Comcast’s critics aren’t backing down after the company defended its traffic management practices in a FCC filing last week by asserting that its tactics fall well within the bounds of reasonable network management practices.
Comcast has been under fire from advocacy groups such as the Electronic Frontier Foundation and the Free Press since last October when the Associated Press reported that the company was actively interfering with some of its customers’ ability to share files online.
Essentially, the AP has reported, Comcast has been employing technology that is activated when a user attempts to share a complete file with another user through peer-to-peer technology such as BitTorrent and Gnutella. As the user is uploading the file, Comcast sends a message to both the uploader and the downloader telling them that there has been an error within the network and that a new connection must be established. Because the message sent to users does not appear to be sent directly from Comcast, many critics have accused Comcast of sending forged or spoofed packets that they say are deceiving to consumers.
In Comcast’s filing with the FCC, which came a little more than a month after FCC Chairman Kevin Martin announced that the FCC would investigate complaints about Comcast’s P2P traffic-blocking, the company came out swinging against its critics by accusing them of using “extremist rhetoric” and “inflammatory hyperbole” in their accusations. Comcast says that it only interferes with P2P traffic when such traffic is at a high enough level to “degrade the activities” for all of its high-speed Internet customers.
Comcast acknowledges in its filing that it sends out TCP reset packets to delay or stop P2P uploads. The company vehemently denies, however, that these TCP RST packets are “forged” and insists that they are only used “to signal that there is an error condition” on the network.
“This action is nothing more than the system saying that it cannot, at that moment, process additional high-resource demands without becoming overwhelmed,” writes Comcast, which compares its methods with those of “a traffic ramp control light [that] regulates the entry of additional vehicles onto a freeway during rush hour.”
Comcast’s critics, however, take issue with how the company characterizes its methods. For instance, when the EFF first tested Comcast’s network for TCP RST packet use, it noted that such that such packets were not present in similar tests it conducted on connections provided by AT&T, Sonic or overseas ISPs. As the EFF noted at the time, several other ISPs have to deal with users that hog bandwidth on their networks, and many of them use tactics such as dynamic per-user traffic shaping that mitigate individual user’s impact on their network by setting limits on how much data-per-second any user can transmit.

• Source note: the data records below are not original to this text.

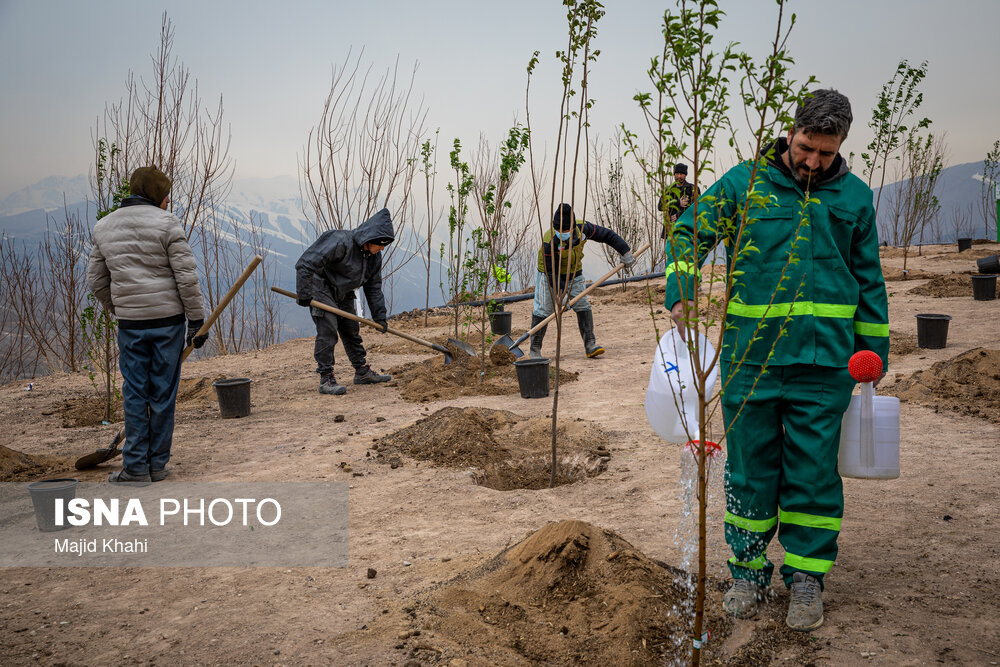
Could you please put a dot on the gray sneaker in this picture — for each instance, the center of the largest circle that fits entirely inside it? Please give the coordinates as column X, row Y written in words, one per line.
column 328, row 385
column 805, row 610
column 365, row 375
column 742, row 598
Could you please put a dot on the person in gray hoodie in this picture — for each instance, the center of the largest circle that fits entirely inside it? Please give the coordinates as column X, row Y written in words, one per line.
column 143, row 272
column 337, row 263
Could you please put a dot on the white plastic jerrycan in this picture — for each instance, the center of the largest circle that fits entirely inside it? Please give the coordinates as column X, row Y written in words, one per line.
column 869, row 436
column 672, row 397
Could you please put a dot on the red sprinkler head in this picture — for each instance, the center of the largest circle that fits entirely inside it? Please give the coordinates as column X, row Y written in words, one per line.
column 865, row 366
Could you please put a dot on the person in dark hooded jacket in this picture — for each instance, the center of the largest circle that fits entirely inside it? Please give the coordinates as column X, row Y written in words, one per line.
column 339, row 262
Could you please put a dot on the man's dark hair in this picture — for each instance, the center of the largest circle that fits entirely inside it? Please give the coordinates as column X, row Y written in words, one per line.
column 825, row 112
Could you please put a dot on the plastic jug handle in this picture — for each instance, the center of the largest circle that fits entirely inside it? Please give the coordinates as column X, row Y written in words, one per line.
column 867, row 425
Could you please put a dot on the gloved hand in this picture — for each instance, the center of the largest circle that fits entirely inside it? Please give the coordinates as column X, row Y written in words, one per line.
column 197, row 341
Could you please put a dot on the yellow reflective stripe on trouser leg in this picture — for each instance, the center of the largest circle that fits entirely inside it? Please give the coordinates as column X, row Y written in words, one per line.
column 754, row 525
column 808, row 564
column 871, row 329
column 809, row 520
column 758, row 563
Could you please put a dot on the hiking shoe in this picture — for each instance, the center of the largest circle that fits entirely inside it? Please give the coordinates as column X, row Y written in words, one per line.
column 743, row 598
column 122, row 477
column 365, row 375
column 328, row 385
column 805, row 610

Additionally, the EFF says that it found no evidence in its tests to show that Comcast only targeted its jamming efforts at excessive bandwidth consumers, and that Comcast has sent TCP RST packets for BitTorrent file uploads that ranged from 500KB to 500MB. Finally, the EFF says that Comcast’s claim to use TCP RST packets only to delay the transfers of files over P2P networks is misleading because “at a low level, the forged RST packets cause the targeted TCP connections to die as soon as computers try to establish them.”

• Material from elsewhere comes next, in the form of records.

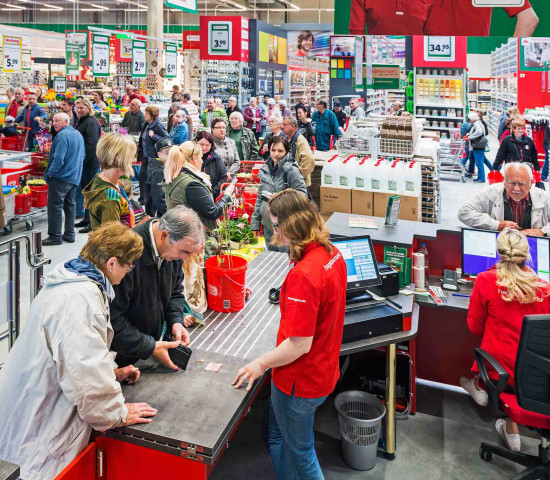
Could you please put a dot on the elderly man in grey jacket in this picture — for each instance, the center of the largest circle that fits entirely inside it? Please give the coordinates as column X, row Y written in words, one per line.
column 516, row 203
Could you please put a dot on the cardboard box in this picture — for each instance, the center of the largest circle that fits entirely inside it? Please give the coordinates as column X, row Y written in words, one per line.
column 411, row 206
column 335, row 200
column 362, row 202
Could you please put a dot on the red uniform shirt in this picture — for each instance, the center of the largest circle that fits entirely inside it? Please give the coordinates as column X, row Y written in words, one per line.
column 461, row 18
column 499, row 322
column 388, row 17
column 313, row 304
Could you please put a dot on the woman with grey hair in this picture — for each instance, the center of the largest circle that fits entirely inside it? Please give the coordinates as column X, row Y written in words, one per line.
column 245, row 140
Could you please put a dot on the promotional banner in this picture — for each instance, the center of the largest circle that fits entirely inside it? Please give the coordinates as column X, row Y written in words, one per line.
column 60, row 84
column 523, row 18
column 139, row 58
column 100, row 56
column 11, row 54
column 72, row 58
column 171, row 61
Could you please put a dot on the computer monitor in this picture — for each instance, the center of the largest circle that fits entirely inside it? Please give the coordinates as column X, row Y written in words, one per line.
column 361, row 264
column 479, row 252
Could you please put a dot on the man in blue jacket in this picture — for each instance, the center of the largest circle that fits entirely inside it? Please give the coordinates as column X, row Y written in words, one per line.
column 327, row 125
column 63, row 175
column 31, row 117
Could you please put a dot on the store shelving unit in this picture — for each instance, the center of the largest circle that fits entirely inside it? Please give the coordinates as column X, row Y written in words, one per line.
column 440, row 98
column 224, row 79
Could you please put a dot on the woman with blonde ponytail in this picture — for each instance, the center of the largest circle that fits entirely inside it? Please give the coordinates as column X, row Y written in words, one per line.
column 502, row 296
column 186, row 185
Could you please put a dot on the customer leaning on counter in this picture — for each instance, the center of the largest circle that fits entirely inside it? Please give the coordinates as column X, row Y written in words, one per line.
column 516, row 203
column 305, row 364
column 60, row 380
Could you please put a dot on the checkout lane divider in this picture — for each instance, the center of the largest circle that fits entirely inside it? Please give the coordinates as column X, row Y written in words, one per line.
column 253, row 310
column 230, row 316
column 279, row 278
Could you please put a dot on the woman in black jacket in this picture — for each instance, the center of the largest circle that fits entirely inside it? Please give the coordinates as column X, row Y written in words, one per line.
column 212, row 164
column 517, row 147
column 151, row 134
column 89, row 128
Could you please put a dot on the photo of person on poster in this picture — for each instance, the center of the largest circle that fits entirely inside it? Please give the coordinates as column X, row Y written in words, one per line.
column 433, row 17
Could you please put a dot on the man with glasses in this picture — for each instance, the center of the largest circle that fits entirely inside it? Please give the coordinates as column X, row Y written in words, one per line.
column 148, row 311
column 516, row 203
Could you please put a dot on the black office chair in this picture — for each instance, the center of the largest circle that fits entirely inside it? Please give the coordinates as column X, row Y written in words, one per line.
column 530, row 404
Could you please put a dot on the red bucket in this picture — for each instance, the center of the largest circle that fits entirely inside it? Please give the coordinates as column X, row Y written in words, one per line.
column 225, row 280
column 22, row 203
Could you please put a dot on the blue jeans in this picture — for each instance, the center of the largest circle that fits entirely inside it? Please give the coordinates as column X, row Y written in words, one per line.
column 544, row 173
column 61, row 198
column 290, row 438
column 479, row 156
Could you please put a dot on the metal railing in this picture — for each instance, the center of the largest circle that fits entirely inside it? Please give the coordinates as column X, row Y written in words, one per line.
column 36, row 261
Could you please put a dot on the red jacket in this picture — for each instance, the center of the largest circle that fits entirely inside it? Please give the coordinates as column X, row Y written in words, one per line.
column 499, row 322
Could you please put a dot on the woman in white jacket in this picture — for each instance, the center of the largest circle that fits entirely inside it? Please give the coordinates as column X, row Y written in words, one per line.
column 60, row 380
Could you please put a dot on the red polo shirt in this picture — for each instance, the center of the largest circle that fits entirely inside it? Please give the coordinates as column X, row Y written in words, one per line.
column 388, row 17
column 313, row 304
column 461, row 18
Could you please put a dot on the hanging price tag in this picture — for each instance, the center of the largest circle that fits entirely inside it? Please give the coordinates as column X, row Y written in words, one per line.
column 60, row 84
column 220, row 38
column 100, row 56
column 11, row 54
column 437, row 49
column 171, row 57
column 139, row 59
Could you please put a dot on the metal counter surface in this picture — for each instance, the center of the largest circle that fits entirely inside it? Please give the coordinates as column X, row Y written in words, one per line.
column 8, row 471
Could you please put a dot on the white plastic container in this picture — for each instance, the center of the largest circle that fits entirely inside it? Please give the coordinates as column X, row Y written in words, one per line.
column 330, row 172
column 413, row 178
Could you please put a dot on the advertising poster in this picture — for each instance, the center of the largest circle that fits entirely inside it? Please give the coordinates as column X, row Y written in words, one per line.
column 476, row 18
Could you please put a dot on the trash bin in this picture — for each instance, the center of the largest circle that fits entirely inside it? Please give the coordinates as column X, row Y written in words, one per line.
column 360, row 415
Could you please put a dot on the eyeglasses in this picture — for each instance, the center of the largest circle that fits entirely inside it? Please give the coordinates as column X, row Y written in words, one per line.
column 517, row 184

Seth Schoen, the EFF’s staff technologist, says Comcast’s decision to employ TCP RST packets to manage heavy traffic is puzzling because it has created such a public backlash against the company.

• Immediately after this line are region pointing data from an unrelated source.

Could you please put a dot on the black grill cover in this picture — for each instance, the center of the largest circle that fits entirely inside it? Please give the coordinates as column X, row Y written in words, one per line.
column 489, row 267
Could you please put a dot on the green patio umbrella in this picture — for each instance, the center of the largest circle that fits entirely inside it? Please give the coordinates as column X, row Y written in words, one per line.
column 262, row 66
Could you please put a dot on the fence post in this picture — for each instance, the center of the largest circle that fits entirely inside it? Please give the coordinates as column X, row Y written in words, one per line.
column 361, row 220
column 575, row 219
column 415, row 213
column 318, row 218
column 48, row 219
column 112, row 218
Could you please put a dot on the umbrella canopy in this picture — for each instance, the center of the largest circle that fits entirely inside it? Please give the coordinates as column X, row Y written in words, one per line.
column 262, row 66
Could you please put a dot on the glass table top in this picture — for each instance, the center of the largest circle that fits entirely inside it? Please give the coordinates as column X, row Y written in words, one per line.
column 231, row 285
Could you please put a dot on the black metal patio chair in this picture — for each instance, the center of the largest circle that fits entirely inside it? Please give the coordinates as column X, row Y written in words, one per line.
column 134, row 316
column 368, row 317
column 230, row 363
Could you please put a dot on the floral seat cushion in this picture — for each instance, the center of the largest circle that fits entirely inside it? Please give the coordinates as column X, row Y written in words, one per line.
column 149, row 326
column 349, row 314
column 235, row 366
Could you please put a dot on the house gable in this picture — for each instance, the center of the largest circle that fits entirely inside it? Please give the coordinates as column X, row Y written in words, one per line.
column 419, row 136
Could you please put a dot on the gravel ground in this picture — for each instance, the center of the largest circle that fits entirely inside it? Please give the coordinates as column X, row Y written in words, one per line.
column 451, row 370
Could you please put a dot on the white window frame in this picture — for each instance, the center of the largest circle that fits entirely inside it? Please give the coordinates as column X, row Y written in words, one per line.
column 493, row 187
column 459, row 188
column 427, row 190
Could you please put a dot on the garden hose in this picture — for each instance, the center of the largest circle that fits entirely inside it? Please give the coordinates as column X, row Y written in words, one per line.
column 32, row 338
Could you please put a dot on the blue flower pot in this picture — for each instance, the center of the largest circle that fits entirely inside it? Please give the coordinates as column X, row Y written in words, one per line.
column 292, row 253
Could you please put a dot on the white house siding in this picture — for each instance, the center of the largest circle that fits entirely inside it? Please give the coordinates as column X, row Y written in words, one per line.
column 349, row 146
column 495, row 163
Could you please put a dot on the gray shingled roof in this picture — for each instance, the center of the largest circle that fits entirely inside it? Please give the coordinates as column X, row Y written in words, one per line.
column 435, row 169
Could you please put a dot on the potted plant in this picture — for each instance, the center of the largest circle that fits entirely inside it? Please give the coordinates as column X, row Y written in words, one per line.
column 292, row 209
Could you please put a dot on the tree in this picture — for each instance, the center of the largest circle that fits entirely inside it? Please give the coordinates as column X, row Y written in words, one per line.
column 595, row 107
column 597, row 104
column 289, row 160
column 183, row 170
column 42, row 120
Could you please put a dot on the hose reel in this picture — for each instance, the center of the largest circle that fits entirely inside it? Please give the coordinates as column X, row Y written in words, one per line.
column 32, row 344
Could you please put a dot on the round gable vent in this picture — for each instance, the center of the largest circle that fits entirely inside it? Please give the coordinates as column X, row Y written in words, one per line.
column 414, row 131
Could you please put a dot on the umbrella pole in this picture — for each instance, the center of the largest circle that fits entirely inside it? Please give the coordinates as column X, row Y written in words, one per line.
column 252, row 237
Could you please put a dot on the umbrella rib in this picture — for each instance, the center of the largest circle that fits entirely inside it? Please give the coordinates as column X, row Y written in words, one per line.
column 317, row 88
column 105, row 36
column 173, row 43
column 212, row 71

“Comcast has been subject to class-action litigation, an FCC complaint, and lots of public criticism for doing this,” he says. “It’s also clear that some portion of its users are angry about the fact that this is happening, or about the way Comcast misled them about the source of the problem when they tried to ask tech support what was wrong.”
The Free Press has been similarly unbowed in its criticism of Comcast. In comments filed with the FCC this week, the advocacy group accused Comcast of blocking traffic from BitTorrent and Gnutella to bolster their own online offerings, such as Fancast. The Free Press also shared the EFF’s view that Comcast’s claims to be merely “delaying” P2P file transfers to be misleading and accused the company of employing “anti-competitive tactics to maintain market advantage.”
“Comcast is making a desperate attempt to spin its Internet blocking,” says Marvin Ammori, general counsel for the Free Press. “Cut through all the jargon, and this much is clear: Comcast isn’t managing bandwidth hogs, it’s undercutting competition.”
The FCC officially began investigating the Comcast controversy last month when the Wireline Competition Bureau announced that it was seeking public comment on a Free Press petition that claimed Comcast’s P2P blocking violated the FCC’s Internet Policy Statement. The deadline for filing comments with the bureau is February 28.